The Brazilian market for medium-voltage drives will grow faster than the Chinese market over the next three years, with revenue forecast to grow by 18.5% a year from 2011 to 2014 – 2% faster than in China – according to two new studies from IMS Research.

However, the Chinese demand for MV drives is still much larger than Brazil’s, with the Chinese market representing 28% of the global consumption of MV drives, compared to Brazil’s 3%.

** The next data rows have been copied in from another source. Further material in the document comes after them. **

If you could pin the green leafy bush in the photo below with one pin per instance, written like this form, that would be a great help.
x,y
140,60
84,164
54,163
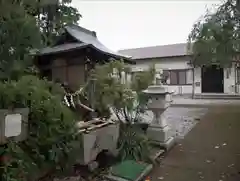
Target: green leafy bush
x,y
127,102
51,127
133,144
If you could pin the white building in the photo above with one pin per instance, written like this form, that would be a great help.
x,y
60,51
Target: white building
x,y
182,77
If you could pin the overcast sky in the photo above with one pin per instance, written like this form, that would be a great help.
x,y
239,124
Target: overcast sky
x,y
131,24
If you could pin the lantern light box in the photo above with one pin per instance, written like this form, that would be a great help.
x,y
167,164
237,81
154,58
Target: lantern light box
x,y
13,124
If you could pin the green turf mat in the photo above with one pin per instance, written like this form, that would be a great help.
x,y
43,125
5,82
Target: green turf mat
x,y
128,169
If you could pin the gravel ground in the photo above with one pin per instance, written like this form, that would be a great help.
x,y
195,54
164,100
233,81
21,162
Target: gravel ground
x,y
210,152
180,120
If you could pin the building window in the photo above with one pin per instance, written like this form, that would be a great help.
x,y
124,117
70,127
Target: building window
x,y
179,77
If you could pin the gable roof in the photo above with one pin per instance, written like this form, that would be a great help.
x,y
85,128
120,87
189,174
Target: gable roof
x,y
85,38
161,51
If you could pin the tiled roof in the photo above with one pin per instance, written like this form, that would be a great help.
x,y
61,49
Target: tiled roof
x,y
85,38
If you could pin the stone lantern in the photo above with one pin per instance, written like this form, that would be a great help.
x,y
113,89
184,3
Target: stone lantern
x,y
159,100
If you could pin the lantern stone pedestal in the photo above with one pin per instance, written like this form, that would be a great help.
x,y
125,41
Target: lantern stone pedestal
x,y
159,131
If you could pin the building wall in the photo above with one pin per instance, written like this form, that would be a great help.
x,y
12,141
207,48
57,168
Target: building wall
x,y
172,63
74,73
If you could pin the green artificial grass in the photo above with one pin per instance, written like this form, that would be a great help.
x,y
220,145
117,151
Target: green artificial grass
x,y
128,169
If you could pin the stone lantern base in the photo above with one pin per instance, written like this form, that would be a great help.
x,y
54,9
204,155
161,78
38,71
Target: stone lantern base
x,y
160,136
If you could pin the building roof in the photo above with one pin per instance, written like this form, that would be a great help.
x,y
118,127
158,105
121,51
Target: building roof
x,y
86,38
161,51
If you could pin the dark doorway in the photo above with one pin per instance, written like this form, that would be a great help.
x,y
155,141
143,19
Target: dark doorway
x,y
212,79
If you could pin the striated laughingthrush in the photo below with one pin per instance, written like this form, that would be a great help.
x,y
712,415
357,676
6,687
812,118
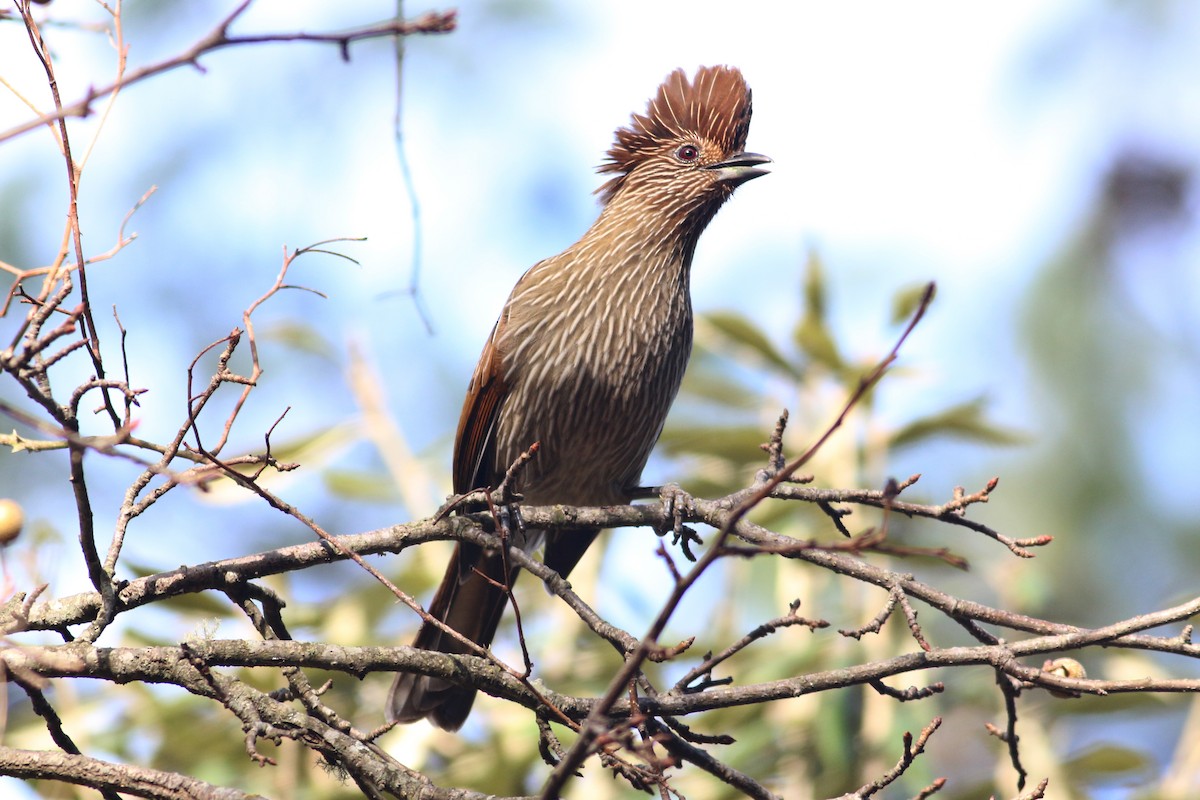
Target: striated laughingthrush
x,y
587,356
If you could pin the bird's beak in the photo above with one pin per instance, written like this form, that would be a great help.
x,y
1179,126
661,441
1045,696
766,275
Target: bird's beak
x,y
739,168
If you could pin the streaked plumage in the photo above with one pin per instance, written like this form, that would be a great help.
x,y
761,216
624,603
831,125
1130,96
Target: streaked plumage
x,y
588,353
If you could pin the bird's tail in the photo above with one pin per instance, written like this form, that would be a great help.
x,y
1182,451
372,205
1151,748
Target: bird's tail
x,y
471,600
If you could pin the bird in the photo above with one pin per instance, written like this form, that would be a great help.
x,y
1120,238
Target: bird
x,y
587,356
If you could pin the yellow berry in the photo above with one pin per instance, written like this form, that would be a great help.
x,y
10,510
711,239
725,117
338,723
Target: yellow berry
x,y
12,518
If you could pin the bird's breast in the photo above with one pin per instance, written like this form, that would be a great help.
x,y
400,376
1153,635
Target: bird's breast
x,y
592,376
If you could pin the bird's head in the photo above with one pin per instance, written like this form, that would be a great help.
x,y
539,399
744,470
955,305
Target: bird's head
x,y
688,150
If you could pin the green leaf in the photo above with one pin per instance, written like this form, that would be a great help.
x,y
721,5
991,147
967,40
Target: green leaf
x,y
748,337
813,334
354,485
961,421
1103,762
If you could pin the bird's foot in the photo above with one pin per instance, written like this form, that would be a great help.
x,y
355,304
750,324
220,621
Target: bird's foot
x,y
678,504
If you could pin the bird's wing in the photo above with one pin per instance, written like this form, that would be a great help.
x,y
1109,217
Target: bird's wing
x,y
475,441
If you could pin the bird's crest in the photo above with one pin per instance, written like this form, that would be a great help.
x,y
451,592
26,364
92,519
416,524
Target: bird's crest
x,y
715,107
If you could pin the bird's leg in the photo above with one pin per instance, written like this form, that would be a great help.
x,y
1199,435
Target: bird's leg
x,y
677,504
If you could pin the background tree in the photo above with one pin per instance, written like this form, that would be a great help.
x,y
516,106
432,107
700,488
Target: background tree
x,y
233,151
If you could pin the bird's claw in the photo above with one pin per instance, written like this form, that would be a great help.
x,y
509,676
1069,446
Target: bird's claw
x,y
678,504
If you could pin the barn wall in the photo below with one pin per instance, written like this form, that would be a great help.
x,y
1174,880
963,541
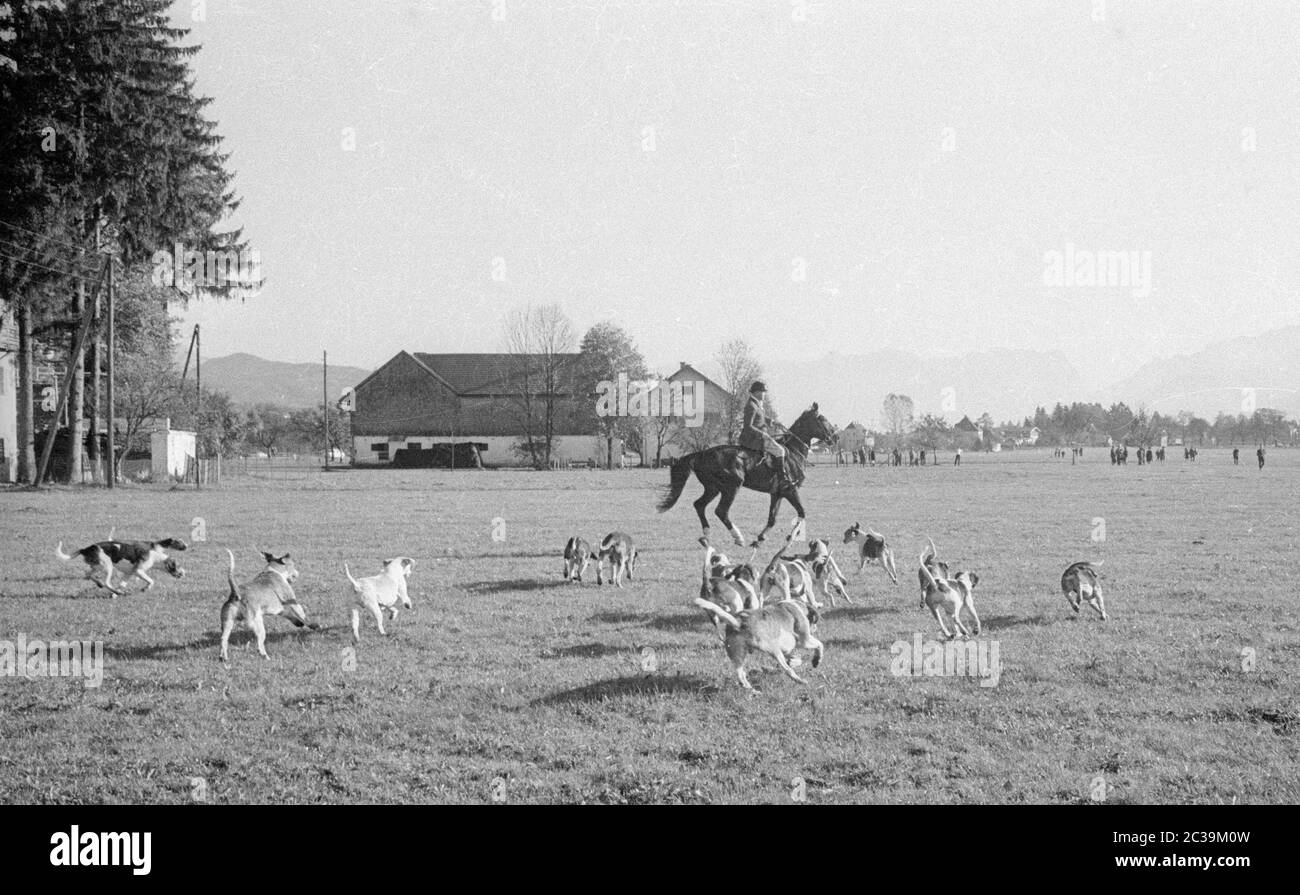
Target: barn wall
x,y
403,398
501,449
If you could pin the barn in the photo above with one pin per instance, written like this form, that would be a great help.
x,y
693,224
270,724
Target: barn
x,y
419,400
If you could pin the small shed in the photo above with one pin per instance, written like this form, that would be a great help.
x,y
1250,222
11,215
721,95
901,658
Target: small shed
x,y
170,450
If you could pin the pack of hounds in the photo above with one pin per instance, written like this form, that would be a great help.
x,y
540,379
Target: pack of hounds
x,y
772,612
247,602
775,612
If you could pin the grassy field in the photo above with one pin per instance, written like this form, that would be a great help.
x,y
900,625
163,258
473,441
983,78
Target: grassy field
x,y
506,683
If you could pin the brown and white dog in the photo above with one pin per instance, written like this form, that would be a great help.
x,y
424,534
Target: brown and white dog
x,y
1079,583
776,628
577,554
380,593
871,548
137,557
267,595
727,586
791,576
936,569
949,595
622,553
826,571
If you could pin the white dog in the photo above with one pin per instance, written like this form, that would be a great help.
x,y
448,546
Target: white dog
x,y
380,592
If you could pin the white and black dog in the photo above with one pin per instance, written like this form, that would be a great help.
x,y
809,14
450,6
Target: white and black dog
x,y
135,557
871,548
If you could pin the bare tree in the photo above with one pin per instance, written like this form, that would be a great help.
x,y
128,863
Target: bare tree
x,y
897,410
540,342
740,368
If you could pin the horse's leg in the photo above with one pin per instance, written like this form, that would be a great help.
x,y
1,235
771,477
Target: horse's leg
x,y
702,505
771,518
723,513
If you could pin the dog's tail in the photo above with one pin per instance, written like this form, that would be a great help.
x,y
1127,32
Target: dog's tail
x,y
731,621
934,583
677,479
230,576
887,561
355,583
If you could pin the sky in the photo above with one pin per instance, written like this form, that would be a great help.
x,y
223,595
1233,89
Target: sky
x,y
811,177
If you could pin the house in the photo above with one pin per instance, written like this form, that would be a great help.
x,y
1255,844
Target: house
x,y
852,437
419,400
697,429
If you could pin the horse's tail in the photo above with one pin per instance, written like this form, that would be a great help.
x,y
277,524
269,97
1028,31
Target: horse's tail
x,y
680,475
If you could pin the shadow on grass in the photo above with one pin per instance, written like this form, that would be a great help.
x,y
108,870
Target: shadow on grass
x,y
585,651
515,584
1014,621
211,640
644,684
856,612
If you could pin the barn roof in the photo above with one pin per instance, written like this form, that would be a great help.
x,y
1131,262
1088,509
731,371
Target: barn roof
x,y
484,374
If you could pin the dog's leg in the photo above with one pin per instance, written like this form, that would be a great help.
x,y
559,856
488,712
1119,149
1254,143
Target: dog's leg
x,y
228,625
943,626
259,627
1099,604
378,615
744,678
785,666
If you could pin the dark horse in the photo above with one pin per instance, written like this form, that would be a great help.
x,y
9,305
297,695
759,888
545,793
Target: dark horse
x,y
722,470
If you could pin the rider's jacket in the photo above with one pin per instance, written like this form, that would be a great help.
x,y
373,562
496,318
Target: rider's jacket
x,y
753,423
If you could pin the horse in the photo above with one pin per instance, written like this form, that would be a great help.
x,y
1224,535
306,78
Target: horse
x,y
724,468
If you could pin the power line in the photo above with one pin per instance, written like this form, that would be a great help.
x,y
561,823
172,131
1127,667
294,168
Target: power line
x,y
82,271
42,236
63,273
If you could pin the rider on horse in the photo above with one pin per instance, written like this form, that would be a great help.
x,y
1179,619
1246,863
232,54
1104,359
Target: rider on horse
x,y
754,422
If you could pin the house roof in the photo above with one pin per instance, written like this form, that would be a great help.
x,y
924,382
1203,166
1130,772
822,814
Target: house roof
x,y
485,374
688,372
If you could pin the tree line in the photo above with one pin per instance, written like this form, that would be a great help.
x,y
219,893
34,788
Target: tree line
x,y
105,159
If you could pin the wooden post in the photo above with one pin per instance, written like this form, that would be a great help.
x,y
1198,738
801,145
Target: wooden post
x,y
325,401
198,409
112,353
87,319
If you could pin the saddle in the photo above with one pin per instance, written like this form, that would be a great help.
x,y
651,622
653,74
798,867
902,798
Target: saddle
x,y
761,475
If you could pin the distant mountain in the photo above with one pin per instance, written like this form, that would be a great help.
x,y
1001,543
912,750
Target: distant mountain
x,y
1008,384
250,380
1212,380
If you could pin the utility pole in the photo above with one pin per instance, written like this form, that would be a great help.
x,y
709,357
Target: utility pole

Brazil’s rapid expansion is being driven largely by expansion in the oil, gas and mining sectors, as well as by projects for infrastructure improvement. For example, the state-run energy company is aiming to produce 500,000 barrels of oil a day from the Tupi field, off the Brazilian coast, by 2020.
 
Much of the Brazilian growth is being fuelled by China’s demand for iron concentrate and crude petroleum. China is now Brazil’s largest export market, and China has also increased its investment in Brazil to almost $10bn a year, focused largely on the oil, gas and mining sectors.
 
“With China’s need for raw materials fuelling sales of MV drives in Brazil, the high forecasted growth for this market will depend, in part, on China’s future economic health,” explains IMS analyst, Michelle Figgs. “The good news for drives suppliers is that the International Monetary Fund predicts that growth of China’s GDP will remain higher than for any other country during the next few years, with economic expansion forecast to be 8.9% in 2012.”
 
The slow-down in China’s domestic MV drives market is due, in part, to the government’s tighter monetary policies on bank loans, implemented in June 2011, which has held up many large projects, such as high-speed railways, city metros, highways, and factory renovation projects. Both end-users and machine-builders are facing financial strain from these policies as investments in many industries have slowed down.
 
However, other Chinese policies – on motor efficiencies, for example – and continued government support for energy-saving renovations in industries including mining, metals, oil and gas, are helping to drive growth in the MV drives market. Also, large-scale projects are expected to resume by the end of 2012. IMS forecasts that the average annual revenue growth in the Chinese MV drives market will be 16.6% from 2010–2015.

♦  In another recent report on the global market for MV AC drives, ARC Advisory Group says that while large project orders helped maintain the market in 2009, it also resulted in low growth in 2010 compared to other automation products. It adds that the market experienced higher growth in 2011 compared to a sluggish 2010.